Cynthia Boyd, director of the Office of Community Engagement and Neighborhood Health Partnerships at University of Illinois at Chicago’s Mile Square Health Center, said the organization has been providing healthcare to communities for more than 20 years, and this will be their sixth school-based health center.

Boyd said the health center would be what she calls a “hub model,” which provides service to schools in the surrounding community.

“It is a model I know will be successful,” Boyd said. “It is one I want to promote in Chicago because there is such great need for healthcare in the city.”

The health center, the city’s 33rd to be located in a school, is a product of UIC’s MSHC program, the press release stated.

It would be a federally qualified health center and will serve all people regardless of ability to pay but will bill third party payers such as Medicaid, Medicare and managed care, Boyd said.

Mary Johnson, a strategy and operations specialist of pediatrics at UIC College of Medicine, said school-based health centers are successful because of the accessibility they provide to youth.

“Oftentimes, there is a barrier in health information for young people,” Johnson said. “School-based health centers provide an opportunity to see a provider who specializes in their age group.”

Johnson said children from low-income families face obstacles to access healthcare, and the specialized staff of school-based health centers are helpful in  overcoming and addressing those issues which are all too common.

“School-based health centers have staff who are well-versed in working with not only child and adolescent populations but economically disadvantaged communities,” Johnson said.

Senior Manager of School-Based Health at Erie Family Health Center Kimberly Williams said the health center would provide healthcare options to the community.

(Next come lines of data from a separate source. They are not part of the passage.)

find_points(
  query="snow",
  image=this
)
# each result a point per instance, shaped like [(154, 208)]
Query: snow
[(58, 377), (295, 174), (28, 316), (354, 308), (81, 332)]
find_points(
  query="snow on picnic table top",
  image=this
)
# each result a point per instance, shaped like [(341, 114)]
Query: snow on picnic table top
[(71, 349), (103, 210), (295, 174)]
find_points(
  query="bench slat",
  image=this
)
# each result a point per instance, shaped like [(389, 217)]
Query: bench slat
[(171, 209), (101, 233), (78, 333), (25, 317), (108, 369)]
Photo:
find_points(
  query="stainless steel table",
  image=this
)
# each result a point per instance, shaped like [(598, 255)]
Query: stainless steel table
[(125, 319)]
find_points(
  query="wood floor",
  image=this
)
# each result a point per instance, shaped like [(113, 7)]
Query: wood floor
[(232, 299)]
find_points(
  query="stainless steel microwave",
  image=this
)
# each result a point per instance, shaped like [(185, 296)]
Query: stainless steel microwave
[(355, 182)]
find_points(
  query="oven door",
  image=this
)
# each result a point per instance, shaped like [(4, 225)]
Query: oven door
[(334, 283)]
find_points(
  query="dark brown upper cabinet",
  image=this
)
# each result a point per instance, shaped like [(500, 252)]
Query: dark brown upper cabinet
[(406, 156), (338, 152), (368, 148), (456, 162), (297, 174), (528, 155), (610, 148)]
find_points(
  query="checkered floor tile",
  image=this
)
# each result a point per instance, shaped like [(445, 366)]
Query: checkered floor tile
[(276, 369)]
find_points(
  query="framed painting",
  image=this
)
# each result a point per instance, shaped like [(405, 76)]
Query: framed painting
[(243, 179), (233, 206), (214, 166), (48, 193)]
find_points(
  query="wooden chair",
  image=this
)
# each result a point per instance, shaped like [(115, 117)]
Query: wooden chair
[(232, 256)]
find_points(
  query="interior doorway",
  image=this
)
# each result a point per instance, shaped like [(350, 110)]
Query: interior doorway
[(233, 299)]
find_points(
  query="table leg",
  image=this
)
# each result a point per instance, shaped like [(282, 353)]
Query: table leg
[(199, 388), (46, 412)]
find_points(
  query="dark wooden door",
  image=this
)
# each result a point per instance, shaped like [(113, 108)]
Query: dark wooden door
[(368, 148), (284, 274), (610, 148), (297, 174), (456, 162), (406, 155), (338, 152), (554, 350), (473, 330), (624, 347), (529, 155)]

“[The center] will reach a variety of individuals who may not have reliable access to transportation,” Williams said.

Golliday said the project has been underway for two years and the center will provide a wide range of services. 

“There will be a primary care physician, mental health practices, and a focus on fitness and health and wellness,” Golliday said.

School-based health centers can be key players in improving the educational process, Boyd said.

“Kids cannot learn if they are sick,” she said. “It may not be obvious sickness. It could be stress, depression or hunger-related, and through school health centers we are able to detect those issues.”

Golliday said she is looking forward to observing the new, state-of-the-art health center help the Bronzeville community.

“This will provide access and an entryway for conversations about healthcare and how healthy choices impact the entire community,” Golliday said.